Pour identifier et parer ces attaques d’un type nouveau, il faut impérativement les connaître et les comprendre au mieux. Comment ? En utilisant également les technologies d’intelligence artificielle. En détectant au plus tôt et le plus rapidement possible ces cyberattaques, l’IA permet aux humains de se concentrer sur des tâches à haute valeur ajoutée dans un secteur où les talents sont rares face aux besoins toujours plus nombreux.
Deux approches
« La détection peut se faire de deux manières », explique Olivier Bettan. La première, qui est aujourd’hui bien maîtrisée, est dite « supervisée ». Elle identifie des situations anormales à partir d’un grand nombre de données hétérogènes. l’IA va donc progressivement apprendre de comportements connus pour mieux identifier les futures attaques.
Ces algorithmes peuvent être paramétrés avec nos clients en fonction de nos propres connaissances métiers, des caractéristiques de leur système d’information, de ce que l’on veut observer et de ce que l’on connait de l’attaquant. Cette approche « sur-mesure » s’inscrit parfaitement dans la cadre de la démarche Thales True AI[1] puisque le client a la maîtrise de son algorithme et une meilleure compréhension des résultats remontés par l’IA, ce qui constitue un avantage déterminant par rapport à d’autres solutions existantes.

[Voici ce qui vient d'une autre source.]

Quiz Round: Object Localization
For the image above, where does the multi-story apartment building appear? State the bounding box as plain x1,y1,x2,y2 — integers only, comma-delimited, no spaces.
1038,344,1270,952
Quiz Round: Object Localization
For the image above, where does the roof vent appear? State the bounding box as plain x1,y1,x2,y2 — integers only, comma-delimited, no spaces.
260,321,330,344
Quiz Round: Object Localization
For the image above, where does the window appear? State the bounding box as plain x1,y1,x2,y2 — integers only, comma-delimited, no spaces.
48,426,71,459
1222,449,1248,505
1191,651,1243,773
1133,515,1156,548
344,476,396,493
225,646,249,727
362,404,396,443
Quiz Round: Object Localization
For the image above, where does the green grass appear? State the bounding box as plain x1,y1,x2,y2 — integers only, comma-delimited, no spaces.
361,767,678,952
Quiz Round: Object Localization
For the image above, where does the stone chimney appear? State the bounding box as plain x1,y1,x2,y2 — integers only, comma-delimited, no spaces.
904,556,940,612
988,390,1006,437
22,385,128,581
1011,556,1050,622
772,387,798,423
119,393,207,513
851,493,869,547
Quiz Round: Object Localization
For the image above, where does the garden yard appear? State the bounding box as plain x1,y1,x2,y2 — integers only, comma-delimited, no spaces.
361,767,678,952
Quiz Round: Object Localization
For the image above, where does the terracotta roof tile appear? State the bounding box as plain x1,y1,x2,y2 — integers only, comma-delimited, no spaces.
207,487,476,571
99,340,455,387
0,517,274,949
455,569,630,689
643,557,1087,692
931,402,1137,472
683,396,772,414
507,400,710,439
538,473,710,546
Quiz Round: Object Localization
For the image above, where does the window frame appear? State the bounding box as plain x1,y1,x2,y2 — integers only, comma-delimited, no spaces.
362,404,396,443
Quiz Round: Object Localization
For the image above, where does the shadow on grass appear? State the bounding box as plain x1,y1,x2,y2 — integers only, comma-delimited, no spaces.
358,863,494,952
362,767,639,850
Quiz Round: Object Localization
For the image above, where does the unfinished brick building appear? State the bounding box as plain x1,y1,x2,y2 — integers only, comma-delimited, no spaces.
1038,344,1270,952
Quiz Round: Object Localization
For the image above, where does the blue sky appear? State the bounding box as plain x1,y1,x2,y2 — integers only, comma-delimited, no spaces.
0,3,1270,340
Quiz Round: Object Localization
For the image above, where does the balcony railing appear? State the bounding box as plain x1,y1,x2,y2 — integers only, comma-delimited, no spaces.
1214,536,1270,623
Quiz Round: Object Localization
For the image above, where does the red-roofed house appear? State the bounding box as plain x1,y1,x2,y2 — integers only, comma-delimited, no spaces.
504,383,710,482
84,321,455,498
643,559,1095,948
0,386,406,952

« C’est l’approche que nous mettons en œuvre dans notre solution Cybels Analytics, poursuit Olivier Bettan. Cette solution est destinée à des analystes en cybersécurité et leur fournit des capacités de détection et d’investigation avancées, en temps réel ou a posteriori, pour déceler les attaques les plus complexes à partir des données adaptées aux métiers de nos clients. »
Cette plateforme s'appuie non seulement sur des technologies de Big Analitycs permettant d'exécuter des algorithmes personnalisés d’IA, mais aussi sur des bases de connaissance des cybermenaces permettant d'améliorer les capacités de détection et d'analyse, ainsi que sur un centre d'analyse de fichiers pour détecter les codes malveillants les plus complexes. Associant ainsi les connaissances des spécialistes en IA et en Big Data, ou data scientists, et des experts en cybersécurité de Thales, cette solution est capable de fédérer et de créer des synergies entre l’ensemble des outils de détection de l’utilisateur.
La seconde approche, dite « non supervisées », est encore à un stade relativement prospectif. Il s’agit de laisser à l’IA la liberté de catégoriser elle-même les données dont on l’a nourrie et observer les groupements et structures qui en résultent. Mais l’IA ne fournit pas à l’analyste de sens aux groupes qu’elle a constitué automatiquement.
Dans le domaine de la cybersécurité en particulier, une décision de l’IA sans justification interprétable par un opérateur du métier ne sera pas appliquée.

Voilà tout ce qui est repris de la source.